A creation effect manipulates matter to create an object or creature in the place the creator designates. If the effect has a duration other than instantaneous, magic or some other energy holds the creation together, but when the duration ends, the created creature or object vanishes without a trace. If the effect has an instantaneous duration, the created object or creature does not depend on any outside energy for its existence, so it lasts indefinitely once created.

Source

Core Rulebook pg. 270

A force effect deals full damage to incorporeal creatures and blocks their movement. It also blocks the sense through ability.

Source

Core Rulebook pg. 270

A language-dependent effect uses intelligible language (either audible, visual, or telepathic) as a medium for communication. If you cannot communicate with the target or the target cannot understand what you are communicating, the effect fails to affect that target.

Source

Core Rulebook pg. 270

A mind-affecting effect works only against creatures with an Intelligence score of 1 or higher.

Source

Core Rulebook pg. 270

A pain effect causes unpleasant sensations but not permanent physical damage. Creatures that are immune to effects that require a Fortitude save are immune to pain effects.

Source

Core Rulebook pg. 270

A scrying effect creates an invisible magical sensor that sends you information while the effect lasts. Unless noted otherwise, the sensor has the same sensory abilities that you have naturally, but not any sensory abilities you gain from other spells or technology. The sensor is a separate, independent source of sensory input for you, and thus it functions normally even if you have been blinded or deafened or otherwise suffer sensory impairment.
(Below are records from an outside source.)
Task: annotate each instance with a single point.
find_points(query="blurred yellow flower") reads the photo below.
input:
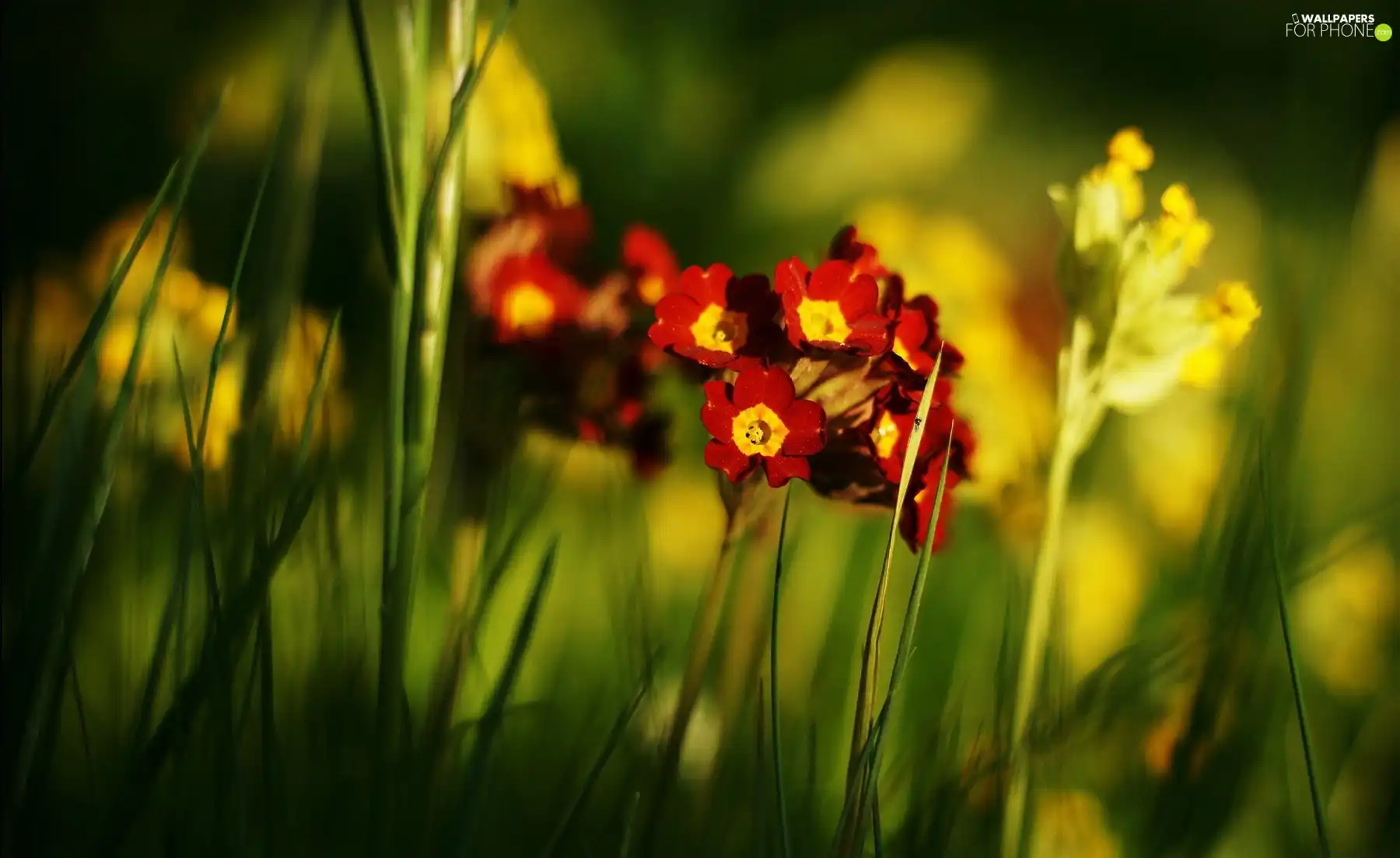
(58, 318)
(511, 133)
(1108, 198)
(224, 418)
(1105, 580)
(1175, 460)
(509, 121)
(1006, 390)
(294, 380)
(899, 126)
(1071, 825)
(1157, 336)
(703, 735)
(115, 240)
(1346, 612)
A creature can notice a scrying sensor with a successful Perception check (DC = 20 + the spell or effect’s level). The sensor can be dispelled as if it were an active spell. Lead sheeting, force fields, and some exotic materials and magical protections block scrying effects; if that is the case, you can sense that the effect has been blocked.

Source

Core Rulebook pg. 270

A sense-dependent effect has either audible or visual elements, requiring sight or hearing to have any effect. For this kind of effect to affect that target, you must be able to either see or hear the target, and the target must be able to either see or hear you.

Source

Core Rulebook pg. 270

A shadow effect creates something that is partially real from an amalgamation of extradimensional energy. Damage dealt by a shadow effect is real.

Source

Core Rulebook pg. 270

A summoning effect instantly brings a creature or object to a place you designate. When the effect ends or is dispelled, a summoned creature is instantly sent back to where it came from (typically another plane, but not always), but a summoned object is not sent back unless the effect description specifically indicates otherwise. A summoned creature also goes away if it is killed or if its Hit Points drop to 0, but it is not really dead. It takes 24 hours for the creature to reform in the place from which it was summoned, during which time it can’t be summoned again.

When a summoning effect ends and the summoned creature disappears, all spells it has cast expire. A summoned creature cannot use any innate summoning abilities it may have.

Source

Core Rulebook pg. 270

A teleportation effect involves instantaneous travel through the Astral Plane (see page 471). Anything that blocks astral travel also blocks teleportation unless the specific effect notes otherwise, and teleportation effects work within the Drift.